Posted on September 22, 2017

Riding in a car and buckling the front seatbelt is almost an unconscious act for most of us.

But in the back seat, it’s sometimes a different story.

Reaching for a belt so far behind your shoulder can be uncomfortable and cumbersome and many people simply don’t bother.

Besides, I have the front seat to stop me, right? Wrong.

In August, The Center for Auto Safety and KidsandCars.org filed a lawsuit to force the U.S. Department of Transportation (DOT) to require a rear seat belt warning alarm that would sound when the rear seat belt is not clicked into place.

The system sound would alarm when someone in the back seat is not bucked in, not unlike what occurs in the front seat.

The lawsuit names Elaine Chao, Secretary of the DOT, and charges her with the failure of the agency to comply with mandated deadlines, “to promulgate a critical automobile safety standard that will save thousands of lives each year, including those of young children, and prevent many other thousands of people, including children, from experiencing physical injuries, pain, and suffering.”

The safety standard is overdue.

In June 2012, Congress passed legislation requiring the rear seat belt warning. The standard was supposed to go into effective by October 2014.
Now, almost five years later, the DOT has done nothing.

Both consumer organizations say that their work protecting the public is being hampered because the agency is not doing its job and is responsible for the continuing risk of injury and death to passengers in those seating positions.

According to the Insurance Institute for Highway Safety, someone not wearing a seatbelt in the rear seat, is nearly eight times as likely to sustain a serious injury compared to a person belted up.

According to the National Highway Traffic Safety Administration, in 2008, nearly 14,000 vehicle passengers were killed due to a failure to wear their seat belts, which amounts to about 38 deaths per day.

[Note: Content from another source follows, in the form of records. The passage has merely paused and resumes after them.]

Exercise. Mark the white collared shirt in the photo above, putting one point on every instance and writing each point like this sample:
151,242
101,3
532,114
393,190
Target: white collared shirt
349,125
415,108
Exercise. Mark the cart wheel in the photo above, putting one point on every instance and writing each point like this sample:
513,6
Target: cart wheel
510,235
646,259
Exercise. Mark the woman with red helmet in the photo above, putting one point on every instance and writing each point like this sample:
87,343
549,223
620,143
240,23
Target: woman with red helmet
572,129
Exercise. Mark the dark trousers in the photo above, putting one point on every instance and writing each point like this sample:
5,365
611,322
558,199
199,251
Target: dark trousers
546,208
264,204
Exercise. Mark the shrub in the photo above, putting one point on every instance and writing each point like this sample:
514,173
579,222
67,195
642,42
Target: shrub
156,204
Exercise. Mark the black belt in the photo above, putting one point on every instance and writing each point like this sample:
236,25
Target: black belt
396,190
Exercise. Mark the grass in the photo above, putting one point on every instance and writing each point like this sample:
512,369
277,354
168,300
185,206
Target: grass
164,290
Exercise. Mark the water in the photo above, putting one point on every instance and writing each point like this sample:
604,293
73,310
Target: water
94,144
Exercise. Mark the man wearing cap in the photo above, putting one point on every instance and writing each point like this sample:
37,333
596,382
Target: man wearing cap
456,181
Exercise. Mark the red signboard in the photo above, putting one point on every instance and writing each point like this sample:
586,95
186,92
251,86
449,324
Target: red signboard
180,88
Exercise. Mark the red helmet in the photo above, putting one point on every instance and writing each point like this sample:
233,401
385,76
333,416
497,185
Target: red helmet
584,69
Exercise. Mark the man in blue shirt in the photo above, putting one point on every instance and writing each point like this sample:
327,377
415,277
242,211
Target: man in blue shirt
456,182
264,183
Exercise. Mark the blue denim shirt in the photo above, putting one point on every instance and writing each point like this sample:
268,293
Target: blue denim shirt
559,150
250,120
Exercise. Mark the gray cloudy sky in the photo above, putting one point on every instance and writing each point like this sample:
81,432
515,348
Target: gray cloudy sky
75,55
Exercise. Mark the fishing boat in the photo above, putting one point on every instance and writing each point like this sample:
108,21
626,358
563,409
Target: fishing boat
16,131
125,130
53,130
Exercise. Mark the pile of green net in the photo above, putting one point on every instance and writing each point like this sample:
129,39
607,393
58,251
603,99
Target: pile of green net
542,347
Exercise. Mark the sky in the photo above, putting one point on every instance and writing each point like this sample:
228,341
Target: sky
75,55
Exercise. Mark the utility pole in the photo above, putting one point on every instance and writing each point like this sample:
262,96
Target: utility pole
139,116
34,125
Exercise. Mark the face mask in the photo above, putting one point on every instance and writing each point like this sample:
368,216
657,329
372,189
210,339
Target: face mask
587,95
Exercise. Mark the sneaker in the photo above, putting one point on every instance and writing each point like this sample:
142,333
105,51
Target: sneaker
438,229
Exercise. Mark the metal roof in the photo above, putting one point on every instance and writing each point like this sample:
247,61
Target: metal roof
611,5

It’s estimated half of those people would be alive if they had worn their seat belt.

Specifically in the rear seat, another federal statistics shows 291 unrestrained rear seat passengers were killed between October and December 2015 alone, and 180 in the rear seat suffered serious injuries.

Unfortunately, it’s children who bear the brunt of these injuries.

In 2005, of the 304 fatalities among children ages 4 to 7, nearly half were unrestrained (136). Of the 3,300 unrestrained children involved in crashes between 1998 and 2002, 27% were killed.

In 2015 alone, NHTSA estimates 13,941 lives were saved through the use of seat belts.

To date the Secretary of the DOT has not even published a proposed rule for the standard, which is also required by law.